Viñales is a UNESCO designated World Cultural Heritage Site and may soon become Cuba’s first Global Geopark, a distinction that would make this area, famous for its picturesque limestone formations and Jurassic rocks, even more attractive.
Alberto Sánchez, director of the Viñales National Park, told CubaPlus that “the distinction would highlight the area’s geomorphological diversity and unique mountainous formations, thought to be among Cuba’s oldest.”
He added that a group of specialists is currently compiling the requisite documentation in support of the proposal endorsed by institutions such as the Energy and Mines Ministry. The Global Geopark designation is also granted by UNESCO, the United Nations Educational, Scientific and Cultural Organization.
In addition to its famous elevated limestone rounded-top formations, Viñales also has numerous caves with traces of aboriginal communities including cave paintings, and valuable paleontological sites that in some cases are remarkably well preserved.
The most renowned caves include the Santo Tomás, a 46-km long seven-level cave visited by thousands of tourists annually.
Others include the Palmarito system whose extent rivals the first, specialists say. Sánchez explained that there is local evidence of the impact of the meteorite that some scientists claim caused the extinction of dinosaurs. Viñales is also known for its ammonite fossils, which locals call “cheese” for the resemblance between the two.
Fish and reptile remains dating back to the Jurassic period have also been found in the area.
The UNESCO coordinated Global Geopark network presently comprises more than one hundred sites in thirty five countries.
In 1999, the Valley of Viñales and town of the same name were declared a Cultural Heritage Site because of the harmonious relationship between humanity and nature and the preservation of ancient agrarian and artistic traditions found there.
Founded in the 18th century, many of the town’s houses display vernacular architectural features typical to the region, such as partial gabble-fired clay tile roofs. The valley is dotted with traditional bohíos, wooden houses, palm-thatched buildings and other similar constructions, used by farmers to dry tobacco leaves that will later be used to make prestigious internationally renowned cigars.

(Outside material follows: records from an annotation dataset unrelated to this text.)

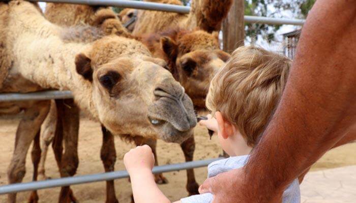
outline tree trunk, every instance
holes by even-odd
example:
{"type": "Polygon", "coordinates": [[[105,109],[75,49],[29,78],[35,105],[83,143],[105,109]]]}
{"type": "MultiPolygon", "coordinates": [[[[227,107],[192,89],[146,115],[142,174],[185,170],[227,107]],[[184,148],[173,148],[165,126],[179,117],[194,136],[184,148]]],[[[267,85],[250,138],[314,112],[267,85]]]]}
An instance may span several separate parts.
{"type": "Polygon", "coordinates": [[[227,17],[223,23],[223,49],[231,53],[244,45],[245,40],[245,2],[234,0],[227,17]]]}

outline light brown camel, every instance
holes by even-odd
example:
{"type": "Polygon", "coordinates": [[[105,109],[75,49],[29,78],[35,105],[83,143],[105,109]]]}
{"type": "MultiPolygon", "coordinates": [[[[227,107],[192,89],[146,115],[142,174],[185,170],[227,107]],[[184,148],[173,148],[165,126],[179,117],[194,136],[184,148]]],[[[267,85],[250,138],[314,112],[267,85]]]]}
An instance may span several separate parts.
{"type": "MultiPolygon", "coordinates": [[[[145,1],[182,5],[179,0],[145,1]]],[[[132,33],[141,35],[157,33],[168,28],[196,28],[208,32],[220,31],[223,19],[227,16],[232,0],[192,0],[188,14],[139,10],[132,33]]]]}
{"type": "MultiPolygon", "coordinates": [[[[48,15],[48,18],[51,19],[51,20],[52,21],[52,22],[58,24],[62,23],[63,21],[61,20],[62,18],[64,19],[78,18],[77,17],[66,16],[67,15],[76,15],[76,13],[75,12],[67,13],[65,11],[63,12],[64,14],[62,14],[62,13],[60,11],[61,10],[65,8],[68,10],[76,11],[78,9],[76,9],[76,7],[82,8],[82,6],[74,5],[64,5],[58,4],[58,6],[54,6],[53,4],[50,4],[49,6],[46,8],[46,16],[47,17],[48,15]],[[61,13],[61,15],[64,15],[64,16],[60,17],[58,16],[57,16],[56,17],[54,18],[53,15],[49,14],[51,13],[58,15],[61,13]]],[[[92,18],[88,16],[85,16],[92,18]]],[[[81,21],[82,22],[90,21],[89,20],[85,20],[82,18],[81,19],[81,21]]],[[[76,22],[78,21],[78,20],[76,21],[76,22]]],[[[73,22],[75,22],[74,21],[73,22]]],[[[65,25],[66,24],[64,24],[64,25],[65,25]]],[[[184,86],[186,90],[190,92],[190,96],[194,98],[194,104],[195,106],[197,108],[203,108],[205,106],[204,99],[207,89],[207,87],[209,86],[211,78],[215,74],[215,73],[217,71],[218,69],[224,64],[224,61],[226,61],[229,57],[228,54],[219,50],[217,37],[217,33],[212,35],[202,31],[191,32],[175,30],[171,30],[170,32],[166,32],[165,33],[162,32],[159,35],[143,36],[142,38],[138,37],[138,38],[142,40],[150,48],[150,50],[154,53],[155,55],[165,59],[169,63],[169,68],[170,70],[173,73],[175,78],[177,81],[182,82],[182,84],[185,84],[184,86]],[[176,48],[176,51],[180,52],[180,58],[177,60],[177,56],[174,56],[173,54],[171,54],[174,53],[166,53],[165,51],[168,50],[165,50],[163,51],[162,49],[162,46],[160,45],[160,38],[163,36],[166,36],[167,37],[165,38],[168,40],[165,41],[166,42],[165,45],[166,47],[170,46],[172,49],[171,51],[174,51],[173,50],[176,48]],[[172,40],[170,37],[174,39],[174,40],[172,40]],[[169,40],[170,39],[171,40],[169,40]],[[176,42],[174,40],[177,40],[177,41],[176,42]],[[191,42],[194,42],[191,44],[191,47],[188,47],[189,44],[191,42]],[[178,50],[177,46],[175,47],[173,46],[176,45],[175,44],[176,43],[180,45],[181,49],[179,50],[178,50]],[[184,50],[185,49],[185,50],[184,50]],[[189,49],[191,49],[192,50],[187,52],[189,49]],[[180,57],[182,56],[184,57],[181,58],[180,57]],[[194,74],[188,75],[186,71],[181,71],[183,69],[181,64],[178,65],[178,67],[177,68],[177,66],[175,65],[176,60],[181,61],[181,60],[182,61],[186,60],[186,69],[190,68],[192,71],[193,70],[195,71],[194,74]],[[195,64],[193,64],[192,63],[195,63],[195,64]],[[188,66],[190,66],[190,67],[188,66]]],[[[176,54],[177,54],[178,53],[176,53],[176,54]]],[[[136,136],[135,138],[136,138],[134,139],[134,141],[137,145],[148,144],[153,148],[154,152],[155,152],[155,141],[143,139],[138,136],[136,136]]],[[[111,139],[104,139],[104,140],[110,141],[111,139]]],[[[103,143],[103,146],[102,152],[106,152],[106,153],[102,153],[102,158],[104,162],[104,165],[105,165],[105,163],[107,160],[115,160],[115,157],[111,158],[109,158],[110,156],[114,156],[115,153],[114,151],[113,152],[111,152],[110,156],[103,156],[103,154],[107,155],[110,151],[114,150],[113,143],[111,144],[103,143]],[[105,148],[104,148],[104,146],[106,146],[105,148]]],[[[181,147],[183,150],[186,160],[187,161],[192,161],[195,148],[194,138],[191,138],[187,142],[184,143],[181,147]]],[[[156,153],[154,154],[156,156],[156,153]]],[[[111,162],[110,162],[110,163],[111,162]]],[[[113,163],[112,163],[112,164],[113,164],[113,163]]],[[[106,171],[108,167],[105,167],[105,168],[106,171]]],[[[113,169],[113,166],[111,167],[111,168],[112,168],[111,170],[113,169]]],[[[197,193],[198,184],[195,181],[194,171],[193,170],[188,170],[187,174],[187,190],[189,192],[190,194],[196,194],[197,193]]],[[[161,174],[156,175],[156,181],[159,183],[164,183],[167,182],[166,180],[161,174]]],[[[113,185],[113,184],[110,185],[107,184],[107,185],[113,185]]],[[[109,190],[114,191],[113,189],[110,189],[107,187],[107,192],[108,193],[109,193],[109,190]]]]}
{"type": "MultiPolygon", "coordinates": [[[[2,92],[68,89],[81,110],[114,133],[177,143],[191,134],[196,123],[191,100],[158,64],[162,61],[138,42],[113,35],[91,43],[68,42],[66,30],[46,21],[31,3],[2,3],[0,11],[2,92]],[[23,81],[28,85],[19,85],[23,81]]],[[[16,133],[10,183],[22,180],[25,155],[49,108],[48,101],[34,102],[38,105],[25,108],[16,133]]],[[[62,157],[61,176],[72,175],[77,165],[77,160],[63,164],[68,153],[62,157]]],[[[16,194],[9,197],[14,202],[16,194]]]]}

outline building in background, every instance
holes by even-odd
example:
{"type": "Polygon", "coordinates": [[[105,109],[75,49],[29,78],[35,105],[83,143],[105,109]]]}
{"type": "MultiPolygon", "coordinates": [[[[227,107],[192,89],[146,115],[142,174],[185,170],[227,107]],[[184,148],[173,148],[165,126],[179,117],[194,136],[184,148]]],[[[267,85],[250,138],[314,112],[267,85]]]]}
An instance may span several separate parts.
{"type": "Polygon", "coordinates": [[[300,29],[283,34],[283,53],[291,59],[294,58],[295,54],[296,45],[298,44],[301,31],[302,29],[300,29]]]}

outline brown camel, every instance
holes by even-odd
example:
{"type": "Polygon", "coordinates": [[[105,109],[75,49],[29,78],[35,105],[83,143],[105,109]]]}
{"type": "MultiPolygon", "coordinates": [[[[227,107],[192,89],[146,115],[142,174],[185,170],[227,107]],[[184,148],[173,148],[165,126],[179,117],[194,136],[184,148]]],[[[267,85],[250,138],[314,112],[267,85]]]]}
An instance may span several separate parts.
{"type": "MultiPolygon", "coordinates": [[[[70,90],[80,109],[113,133],[177,143],[191,134],[196,123],[191,100],[160,65],[164,62],[139,42],[116,35],[93,43],[68,42],[72,32],[46,21],[31,3],[2,3],[0,11],[2,92],[70,90]],[[25,82],[28,85],[20,85],[25,82]]],[[[38,105],[24,108],[16,132],[10,183],[22,180],[26,154],[49,109],[48,101],[34,102],[38,105]]],[[[58,120],[57,127],[70,121],[65,120],[58,120]]],[[[63,134],[66,149],[71,145],[66,140],[69,134],[63,134]]],[[[66,150],[61,157],[61,176],[72,175],[77,165],[77,160],[67,159],[68,154],[66,150]]],[[[16,194],[9,197],[14,202],[16,194]]]]}
{"type": "MultiPolygon", "coordinates": [[[[65,12],[64,12],[64,14],[62,14],[60,11],[64,8],[69,10],[75,11],[77,10],[77,9],[75,9],[76,7],[82,7],[82,6],[80,5],[65,6],[60,4],[57,6],[53,6],[53,4],[50,4],[49,7],[46,8],[46,16],[47,17],[48,15],[48,18],[52,20],[52,22],[59,24],[63,22],[61,20],[62,18],[58,16],[54,18],[53,15],[48,14],[50,13],[57,14],[61,13],[61,15],[65,16],[63,17],[65,19],[77,19],[78,17],[66,16],[67,15],[71,14],[72,15],[75,14],[76,13],[75,12],[68,13],[69,14],[65,12]],[[70,8],[68,7],[70,7],[70,8]]],[[[90,16],[87,17],[90,17],[90,16]]],[[[84,22],[90,21],[89,20],[85,20],[83,19],[81,19],[81,20],[84,22]]],[[[138,38],[150,48],[150,51],[154,53],[155,56],[164,59],[168,63],[169,69],[173,74],[175,78],[181,82],[182,84],[184,84],[183,86],[187,92],[189,92],[189,96],[194,98],[193,102],[196,107],[203,108],[205,106],[204,99],[207,90],[207,87],[209,86],[210,80],[217,71],[218,68],[223,65],[224,61],[226,61],[229,57],[228,54],[219,49],[217,33],[209,34],[203,31],[191,32],[183,30],[175,30],[161,32],[159,34],[139,37],[138,38]],[[176,55],[174,55],[174,53],[168,53],[167,52],[169,50],[167,49],[165,50],[162,49],[163,44],[160,44],[160,39],[163,36],[165,37],[162,39],[166,40],[162,40],[162,42],[164,43],[164,47],[167,49],[171,49],[171,51],[173,52],[176,51],[176,55]],[[192,43],[192,42],[193,43],[192,43]],[[180,47],[180,49],[179,49],[179,47],[180,47]],[[189,49],[191,49],[191,51],[189,51],[189,49]],[[182,57],[182,56],[184,57],[182,57]],[[184,67],[183,66],[184,63],[181,62],[183,61],[185,61],[185,63],[184,67]],[[176,65],[176,62],[179,64],[176,65]],[[185,70],[184,69],[185,69],[185,70]],[[189,69],[192,72],[191,73],[187,72],[188,69],[189,69]],[[193,71],[194,71],[194,74],[192,74],[193,71]]],[[[140,138],[138,136],[135,136],[135,138],[134,141],[136,145],[148,144],[150,145],[155,152],[155,156],[156,156],[155,153],[156,141],[147,140],[147,139],[140,138]]],[[[108,141],[112,140],[110,139],[103,139],[104,141],[108,141]]],[[[115,159],[115,157],[110,158],[110,156],[114,156],[115,154],[114,151],[113,143],[111,144],[103,143],[103,146],[101,157],[104,163],[104,165],[109,165],[105,164],[105,162],[108,162],[108,160],[115,159]],[[104,146],[105,147],[104,148],[104,146]],[[111,151],[113,152],[109,152],[111,151]],[[108,155],[109,154],[111,154],[110,156],[108,155]],[[103,156],[103,154],[106,155],[103,156]]],[[[183,150],[186,160],[187,161],[192,161],[195,149],[194,138],[189,139],[182,144],[181,147],[183,150]]],[[[109,163],[110,163],[110,165],[113,165],[114,161],[112,162],[110,161],[109,163]]],[[[104,167],[106,171],[108,171],[108,168],[113,170],[113,166],[104,167]]],[[[193,170],[187,170],[187,190],[191,195],[196,194],[198,192],[198,185],[195,179],[194,171],[193,170]]],[[[156,179],[159,183],[167,182],[167,180],[161,174],[156,175],[156,179]]],[[[107,183],[107,185],[110,188],[111,185],[112,187],[113,187],[113,183],[107,183]]],[[[109,191],[113,191],[114,190],[107,187],[108,193],[109,193],[109,191]]],[[[115,195],[114,194],[110,196],[114,196],[115,195]]],[[[107,197],[107,199],[110,199],[110,198],[107,197]]]]}

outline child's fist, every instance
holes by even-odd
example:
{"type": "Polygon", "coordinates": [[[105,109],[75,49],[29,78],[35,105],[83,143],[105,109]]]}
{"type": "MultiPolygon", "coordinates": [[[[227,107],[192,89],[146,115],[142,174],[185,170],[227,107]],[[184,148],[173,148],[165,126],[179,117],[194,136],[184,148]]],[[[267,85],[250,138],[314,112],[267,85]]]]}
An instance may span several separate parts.
{"type": "Polygon", "coordinates": [[[130,175],[140,170],[152,170],[155,157],[148,145],[132,149],[124,156],[124,164],[130,175]]]}

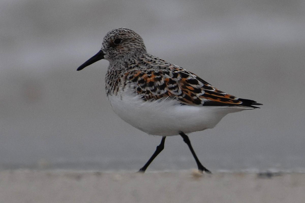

The ancient limestone formations contrast with the ploughed lands from which farmers harvest traditional crops, such as cassava, corn and the malanga root vegetable. Sánchez said in conclusion that the granting of the Global Geopark distinction would not affect Vinales’ Cultural Heritage Site designation but would, on the contrary, enhance conservation and environmental education programs in place to preserve and protect its precious landscapes, loved and lauded by painters, poets and singers for many generations.